Aber wenn man lange weg war, gehört es sich doch wenigstens, etwas aus der Ferne mitzubringen. Deshalb habe ich Euch das Foto da oben mitgebracht. In einer der Unterkünfte gab es eindeutig zu viele Fliegen. Und weil wegen der Hitze nachts alle Türe offen stehen mussten, halfen auch die vorhandenen Fliegengitter vor den Fenstern nichts. Also rasch beim Chino* vorbei und dort sofort fündig geworden: Vier klebrige Fliegenfänger für eineinhalb Euronen. Ich weiß gar nicht, ob es diese Dinger in Deutschland noch gibt. Hier hab ich jedenfalls schon ewig keinen mehr gesehen. Wahrscheinlich dürfen die hier gar nicht mehr verkauft werden, von wegen „Würde des Fliegenlebens“, oder so. Aber was soll man machen; ich hasse es, früh morgens davon wach zu werden, wenn mir Fliegenscharen über den nackten Hintern krabbeln wie im Pferdestall.

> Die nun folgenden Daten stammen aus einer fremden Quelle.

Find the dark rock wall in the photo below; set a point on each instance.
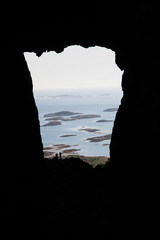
(130, 29)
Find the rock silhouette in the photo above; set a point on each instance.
(43, 199)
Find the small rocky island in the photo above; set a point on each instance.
(99, 139)
(90, 130)
(52, 123)
(61, 114)
(110, 110)
(58, 117)
(103, 120)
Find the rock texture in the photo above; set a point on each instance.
(131, 29)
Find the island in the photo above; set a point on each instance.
(53, 118)
(52, 123)
(110, 110)
(68, 135)
(99, 139)
(66, 149)
(85, 116)
(101, 121)
(90, 130)
(60, 114)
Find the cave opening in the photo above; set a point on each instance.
(77, 93)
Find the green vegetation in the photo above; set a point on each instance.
(92, 160)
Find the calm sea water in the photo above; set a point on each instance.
(83, 101)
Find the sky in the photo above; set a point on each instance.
(74, 68)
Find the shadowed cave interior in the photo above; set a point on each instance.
(44, 199)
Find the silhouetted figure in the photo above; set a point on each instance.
(56, 157)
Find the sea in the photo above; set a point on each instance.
(85, 101)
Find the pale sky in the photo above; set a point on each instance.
(75, 67)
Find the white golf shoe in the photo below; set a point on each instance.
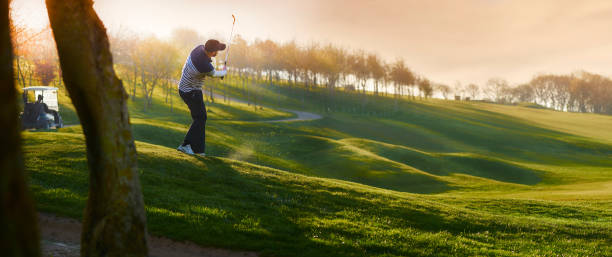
(185, 149)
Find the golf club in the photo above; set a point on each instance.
(229, 42)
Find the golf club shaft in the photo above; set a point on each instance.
(229, 42)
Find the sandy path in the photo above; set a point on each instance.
(301, 116)
(61, 238)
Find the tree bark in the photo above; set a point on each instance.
(114, 221)
(18, 227)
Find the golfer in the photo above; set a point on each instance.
(196, 68)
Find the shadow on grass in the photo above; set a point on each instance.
(223, 203)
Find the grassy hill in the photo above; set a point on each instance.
(372, 178)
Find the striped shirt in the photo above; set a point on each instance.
(197, 66)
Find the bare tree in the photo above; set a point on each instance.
(114, 220)
(473, 90)
(496, 89)
(19, 229)
(445, 90)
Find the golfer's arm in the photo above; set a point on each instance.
(217, 73)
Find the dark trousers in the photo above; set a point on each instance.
(196, 134)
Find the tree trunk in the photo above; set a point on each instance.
(114, 222)
(18, 226)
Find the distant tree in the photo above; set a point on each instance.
(472, 90)
(497, 89)
(114, 221)
(445, 90)
(523, 93)
(156, 62)
(425, 87)
(376, 68)
(45, 70)
(18, 223)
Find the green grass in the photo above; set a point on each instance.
(425, 177)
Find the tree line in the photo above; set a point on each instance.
(149, 63)
(577, 92)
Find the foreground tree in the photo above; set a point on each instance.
(114, 220)
(18, 228)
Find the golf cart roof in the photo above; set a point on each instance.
(40, 88)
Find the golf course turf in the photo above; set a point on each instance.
(420, 178)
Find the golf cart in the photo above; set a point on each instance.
(43, 112)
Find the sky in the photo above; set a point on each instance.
(447, 41)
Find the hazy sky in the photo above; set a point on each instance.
(445, 40)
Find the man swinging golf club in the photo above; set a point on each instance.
(196, 68)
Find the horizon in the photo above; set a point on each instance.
(467, 42)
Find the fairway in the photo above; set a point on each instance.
(438, 178)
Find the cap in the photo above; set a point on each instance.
(214, 45)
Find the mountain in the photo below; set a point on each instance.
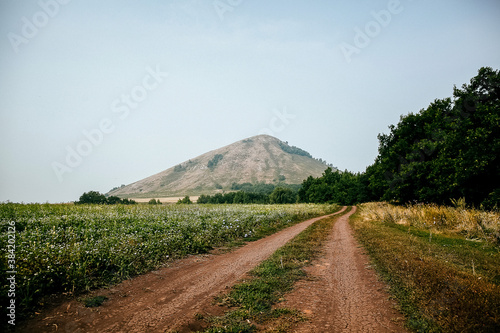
(259, 159)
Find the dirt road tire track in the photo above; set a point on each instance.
(167, 298)
(343, 293)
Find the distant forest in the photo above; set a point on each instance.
(446, 152)
(449, 150)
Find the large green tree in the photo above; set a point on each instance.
(449, 150)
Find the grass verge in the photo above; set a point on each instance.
(443, 281)
(251, 302)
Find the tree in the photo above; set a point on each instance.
(186, 200)
(448, 151)
(282, 195)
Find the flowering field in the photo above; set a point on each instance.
(72, 248)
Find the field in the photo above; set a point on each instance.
(441, 263)
(74, 248)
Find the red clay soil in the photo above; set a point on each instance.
(343, 293)
(163, 300)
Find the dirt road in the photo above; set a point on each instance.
(165, 299)
(343, 293)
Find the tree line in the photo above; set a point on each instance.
(449, 150)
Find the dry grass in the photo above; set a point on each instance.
(441, 263)
(472, 223)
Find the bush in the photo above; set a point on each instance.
(186, 200)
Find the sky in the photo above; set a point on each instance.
(95, 94)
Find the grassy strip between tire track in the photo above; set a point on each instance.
(251, 301)
(443, 282)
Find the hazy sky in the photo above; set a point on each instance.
(95, 94)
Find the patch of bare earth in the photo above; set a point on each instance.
(343, 293)
(163, 300)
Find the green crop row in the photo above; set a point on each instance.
(73, 248)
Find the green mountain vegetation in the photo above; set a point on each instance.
(257, 164)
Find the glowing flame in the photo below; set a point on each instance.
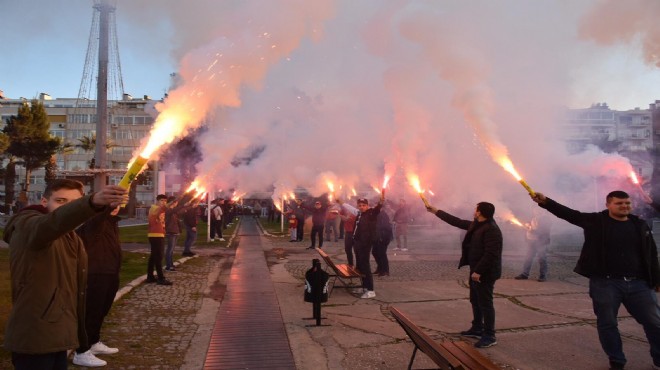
(414, 182)
(633, 177)
(386, 180)
(506, 163)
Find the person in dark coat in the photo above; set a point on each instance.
(384, 236)
(620, 258)
(482, 252)
(364, 237)
(100, 235)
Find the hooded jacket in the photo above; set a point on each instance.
(592, 257)
(48, 267)
(482, 246)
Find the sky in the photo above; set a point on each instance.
(347, 91)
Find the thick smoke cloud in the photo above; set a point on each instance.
(346, 91)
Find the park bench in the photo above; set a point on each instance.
(345, 273)
(446, 354)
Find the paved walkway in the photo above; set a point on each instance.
(540, 325)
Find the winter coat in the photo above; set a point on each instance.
(482, 246)
(48, 267)
(592, 257)
(100, 235)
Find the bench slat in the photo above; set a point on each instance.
(439, 355)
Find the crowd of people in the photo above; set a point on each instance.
(65, 258)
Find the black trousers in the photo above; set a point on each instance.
(45, 361)
(362, 257)
(317, 230)
(156, 257)
(380, 255)
(348, 246)
(483, 310)
(101, 291)
(300, 229)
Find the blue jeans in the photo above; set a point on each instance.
(169, 252)
(191, 237)
(640, 300)
(483, 309)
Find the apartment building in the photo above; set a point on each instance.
(129, 121)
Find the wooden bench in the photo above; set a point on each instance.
(446, 354)
(345, 273)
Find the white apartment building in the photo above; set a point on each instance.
(129, 121)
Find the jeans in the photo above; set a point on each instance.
(640, 300)
(156, 257)
(380, 255)
(348, 246)
(317, 230)
(483, 310)
(540, 249)
(101, 291)
(169, 252)
(362, 256)
(191, 237)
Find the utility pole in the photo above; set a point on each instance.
(100, 155)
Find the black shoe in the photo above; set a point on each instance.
(485, 342)
(163, 282)
(472, 333)
(616, 365)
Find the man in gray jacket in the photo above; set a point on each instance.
(48, 267)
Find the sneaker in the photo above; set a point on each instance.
(368, 294)
(486, 342)
(616, 365)
(163, 282)
(99, 348)
(472, 333)
(87, 359)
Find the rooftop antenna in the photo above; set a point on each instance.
(102, 43)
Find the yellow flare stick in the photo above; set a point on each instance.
(132, 172)
(529, 190)
(426, 202)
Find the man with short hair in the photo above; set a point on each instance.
(156, 236)
(620, 258)
(482, 252)
(48, 265)
(364, 237)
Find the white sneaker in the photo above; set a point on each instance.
(99, 348)
(87, 359)
(368, 294)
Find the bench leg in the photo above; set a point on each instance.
(412, 358)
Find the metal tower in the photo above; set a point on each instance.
(109, 84)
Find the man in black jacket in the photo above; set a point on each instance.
(620, 258)
(482, 251)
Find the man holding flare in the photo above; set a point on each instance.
(620, 259)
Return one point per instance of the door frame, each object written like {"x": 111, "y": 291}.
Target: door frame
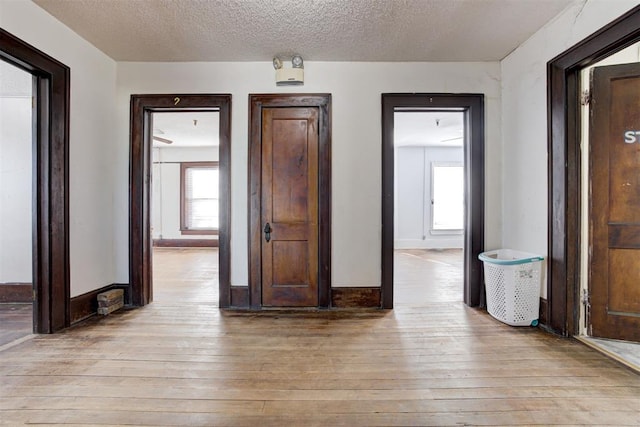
{"x": 50, "y": 218}
{"x": 564, "y": 170}
{"x": 473, "y": 107}
{"x": 256, "y": 103}
{"x": 140, "y": 241}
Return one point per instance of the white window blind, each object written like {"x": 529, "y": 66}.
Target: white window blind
{"x": 201, "y": 198}
{"x": 448, "y": 198}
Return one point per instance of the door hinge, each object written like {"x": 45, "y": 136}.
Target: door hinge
{"x": 585, "y": 299}
{"x": 585, "y": 97}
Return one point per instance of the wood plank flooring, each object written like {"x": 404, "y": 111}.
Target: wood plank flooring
{"x": 183, "y": 362}
{"x": 16, "y": 321}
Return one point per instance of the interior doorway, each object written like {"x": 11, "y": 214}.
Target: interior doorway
{"x": 566, "y": 223}
{"x": 50, "y": 178}
{"x": 16, "y": 182}
{"x": 183, "y": 143}
{"x": 610, "y": 309}
{"x": 185, "y": 196}
{"x": 429, "y": 206}
{"x": 470, "y": 108}
{"x": 289, "y": 201}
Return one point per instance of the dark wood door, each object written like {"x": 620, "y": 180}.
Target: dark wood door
{"x": 614, "y": 282}
{"x": 290, "y": 207}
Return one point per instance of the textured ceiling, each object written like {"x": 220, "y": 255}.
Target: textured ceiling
{"x": 320, "y": 30}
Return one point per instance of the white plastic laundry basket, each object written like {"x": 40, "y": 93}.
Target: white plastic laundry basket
{"x": 512, "y": 281}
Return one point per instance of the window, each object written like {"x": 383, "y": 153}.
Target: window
{"x": 447, "y": 200}
{"x": 199, "y": 198}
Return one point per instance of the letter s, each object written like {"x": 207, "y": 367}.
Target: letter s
{"x": 629, "y": 137}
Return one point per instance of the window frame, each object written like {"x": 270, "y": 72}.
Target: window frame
{"x": 432, "y": 229}
{"x": 184, "y": 230}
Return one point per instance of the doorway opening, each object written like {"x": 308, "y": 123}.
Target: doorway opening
{"x": 611, "y": 307}
{"x": 566, "y": 240}
{"x": 429, "y": 206}
{"x": 470, "y": 108}
{"x": 50, "y": 177}
{"x": 185, "y": 198}
{"x": 183, "y": 215}
{"x": 16, "y": 266}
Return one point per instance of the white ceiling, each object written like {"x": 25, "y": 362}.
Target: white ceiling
{"x": 426, "y": 128}
{"x": 319, "y": 30}
{"x": 186, "y": 129}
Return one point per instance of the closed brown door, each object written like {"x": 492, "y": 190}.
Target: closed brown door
{"x": 289, "y": 207}
{"x": 614, "y": 282}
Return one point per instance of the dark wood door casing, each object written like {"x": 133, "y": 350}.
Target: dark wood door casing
{"x": 258, "y": 105}
{"x": 51, "y": 90}
{"x": 473, "y": 107}
{"x": 140, "y": 242}
{"x": 564, "y": 136}
{"x": 614, "y": 212}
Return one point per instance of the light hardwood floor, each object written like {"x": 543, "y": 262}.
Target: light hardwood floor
{"x": 183, "y": 362}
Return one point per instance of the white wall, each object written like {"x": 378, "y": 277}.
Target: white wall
{"x": 15, "y": 175}
{"x": 356, "y": 144}
{"x": 524, "y": 119}
{"x": 413, "y": 216}
{"x": 165, "y": 197}
{"x": 92, "y": 142}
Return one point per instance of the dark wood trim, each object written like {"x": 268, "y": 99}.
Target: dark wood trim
{"x": 185, "y": 243}
{"x": 544, "y": 307}
{"x": 563, "y": 117}
{"x": 51, "y": 83}
{"x": 240, "y": 296}
{"x": 86, "y": 305}
{"x": 323, "y": 103}
{"x": 355, "y": 297}
{"x": 142, "y": 106}
{"x": 183, "y": 200}
{"x": 16, "y": 292}
{"x": 473, "y": 107}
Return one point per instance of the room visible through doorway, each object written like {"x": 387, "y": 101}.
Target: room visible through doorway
{"x": 185, "y": 194}
{"x": 16, "y": 189}
{"x": 429, "y": 206}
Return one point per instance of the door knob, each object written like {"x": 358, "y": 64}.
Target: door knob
{"x": 267, "y": 232}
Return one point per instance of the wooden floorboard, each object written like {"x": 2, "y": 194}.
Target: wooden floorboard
{"x": 183, "y": 362}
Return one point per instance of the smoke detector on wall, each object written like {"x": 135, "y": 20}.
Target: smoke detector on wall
{"x": 293, "y": 76}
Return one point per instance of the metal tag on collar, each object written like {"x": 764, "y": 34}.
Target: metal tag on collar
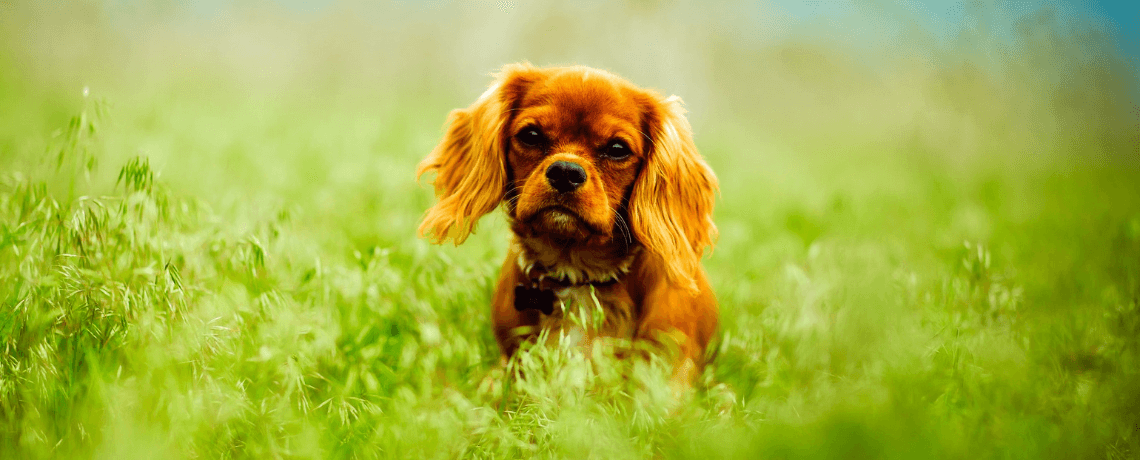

In Spanien heißen die Dinger Atrapamoscas, also „Fang-die-Fliegen“, und liegen beim Chino direkt im ersten Regal hinter der Eingangstüre, auf Augenhöhe. Der Fangerfolg mit dem Atrapamoscas hielt sich jedoch in Grenzen, das sieht man auch auf dem Bildchen da oben. – Ich gestehe, es kam sogar vor, dass ich Fliegen händisch erschlug und dann mit spitzen Fingern auf dem Klebeband platzierte. Sozusagen als Lockvogel für seine Artgenossen: „Seht nur her, wie gemütlich das hier ist auf dem Klebestreifen!“ Hat aber auch nicht viel gebracht.
Um so erstaunlicher ist es, dass das Foto hier in Deutschland sofort als aktuelles Symbolbild zur Lage der Nation herhalten kann: Ein klebriger brauner Streifen, der Schmeißfliegen anlockt**.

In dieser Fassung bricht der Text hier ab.